I don't know why my word alone is not enough, but here you go:
<URL: http://www.garshol.priv.no/tmp/nonbmp.png >
The page contains instructions for how to enable the display of such
characters. Note that I never did anything to enable surrogate support.
| I failed trying for myself, because:
|
| - I have no fonts that has characters outside the BMP,
Use James Kass's Code 2001.
| - OpenType fonts that want to include non-BMP characters need
| to char-to-glyph tables, one for UCS-2, and one for UCS-4.
|
| Reportedly, W2k will only use the UCS-2 table in a font that
| contains non-BMP characters, so I somewhat doubt your statement. WXP
| reportedly does support such fonts - but I have none.
The screenshot above is taken on Windows 2000. The font is Code 2001.
* Lars Marius Garshol
|
| Also, there are locales where non-BMP characters are essential.
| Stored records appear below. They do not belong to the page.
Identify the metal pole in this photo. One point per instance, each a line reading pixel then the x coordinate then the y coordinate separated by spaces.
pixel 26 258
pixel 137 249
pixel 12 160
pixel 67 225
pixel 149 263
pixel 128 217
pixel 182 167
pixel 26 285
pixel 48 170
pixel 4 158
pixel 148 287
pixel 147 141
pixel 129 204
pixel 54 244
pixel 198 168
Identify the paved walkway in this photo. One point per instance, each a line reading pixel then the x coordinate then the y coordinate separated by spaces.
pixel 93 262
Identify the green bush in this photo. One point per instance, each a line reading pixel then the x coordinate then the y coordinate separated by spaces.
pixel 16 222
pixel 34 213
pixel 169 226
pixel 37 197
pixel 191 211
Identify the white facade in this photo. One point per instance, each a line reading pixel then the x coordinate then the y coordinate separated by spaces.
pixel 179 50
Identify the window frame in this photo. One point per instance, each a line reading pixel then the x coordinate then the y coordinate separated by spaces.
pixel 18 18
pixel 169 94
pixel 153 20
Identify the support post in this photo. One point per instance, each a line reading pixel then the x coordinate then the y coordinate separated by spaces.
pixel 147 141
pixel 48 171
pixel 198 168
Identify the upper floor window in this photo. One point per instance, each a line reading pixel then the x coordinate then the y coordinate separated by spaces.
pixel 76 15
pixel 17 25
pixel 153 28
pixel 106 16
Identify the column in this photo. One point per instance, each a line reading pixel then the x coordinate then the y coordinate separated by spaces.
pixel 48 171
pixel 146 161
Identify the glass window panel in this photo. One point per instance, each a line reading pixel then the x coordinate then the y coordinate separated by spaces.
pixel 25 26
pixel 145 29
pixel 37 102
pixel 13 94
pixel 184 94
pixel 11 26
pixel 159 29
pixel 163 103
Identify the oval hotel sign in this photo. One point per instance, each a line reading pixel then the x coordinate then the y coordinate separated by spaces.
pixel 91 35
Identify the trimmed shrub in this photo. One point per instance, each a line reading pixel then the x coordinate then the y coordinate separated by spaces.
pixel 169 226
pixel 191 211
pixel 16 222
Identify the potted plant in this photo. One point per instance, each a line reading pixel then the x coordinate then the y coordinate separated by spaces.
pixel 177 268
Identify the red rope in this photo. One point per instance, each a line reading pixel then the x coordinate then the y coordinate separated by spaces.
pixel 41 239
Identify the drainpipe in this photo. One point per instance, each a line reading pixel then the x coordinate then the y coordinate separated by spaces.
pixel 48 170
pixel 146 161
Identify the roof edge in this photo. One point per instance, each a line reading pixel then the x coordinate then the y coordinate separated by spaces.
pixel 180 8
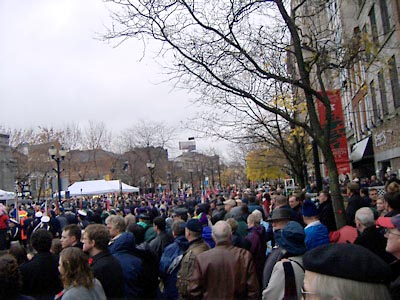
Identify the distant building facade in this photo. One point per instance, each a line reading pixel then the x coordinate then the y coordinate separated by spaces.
pixel 7 165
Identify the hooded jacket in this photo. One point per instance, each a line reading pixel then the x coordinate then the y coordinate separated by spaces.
pixel 123 250
pixel 258 240
pixel 168 273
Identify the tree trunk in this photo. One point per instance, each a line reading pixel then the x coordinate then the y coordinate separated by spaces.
pixel 336 195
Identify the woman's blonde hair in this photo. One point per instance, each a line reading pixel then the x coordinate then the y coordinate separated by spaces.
pixel 329 287
pixel 76 268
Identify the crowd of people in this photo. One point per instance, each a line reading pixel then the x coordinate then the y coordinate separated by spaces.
pixel 250 244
| Cantonese is probably the best example. You can't write the
| Cantonese equivalent of the "-ing" ending in Cantonese with the
| BMP...
* Martin v. Loewis
|
| W2k/WXP support GB18030 with a special support package, but the font
| included (SimSun18030 aka NSimSun) does *not* support the CJK
| Extensions B, only CJK extensions A.
That may well be. In Opera we have our own GB 18030 converter. I would
prefer to pretend that the wretched mess does not exist, but contracts
with mainland Chinese companies require us to support it.
* Lars Marius Garshol
|
| Is the plan that Python will eventually be UCS-4 only?
* Martin v. Loewis
|
| It's my plan, but I think I don't share this plan with GvR. When I
| first presented a Unicode type for Python on IPC6, Guido was quite
| upset about my proposal to use a 4-byte wchar_t as the underlying
| type, since he considered the space wastage unacceptable.
|
| When Fredrik and I implemented PEP 261, I had to back out my change
| to make Py_UNICODE equal to wchar_t by default if wchar_t is four
| bytes.
That's sad. It would be good if we could eventually get Python to be
all UCS-4.
--
Lars Marius Garshol, Ontopian <URL: http://www.ontopia.net >
ISO SC34/WG3, OASIS GeoLang TC <URL: http://www.garshol.priv.no >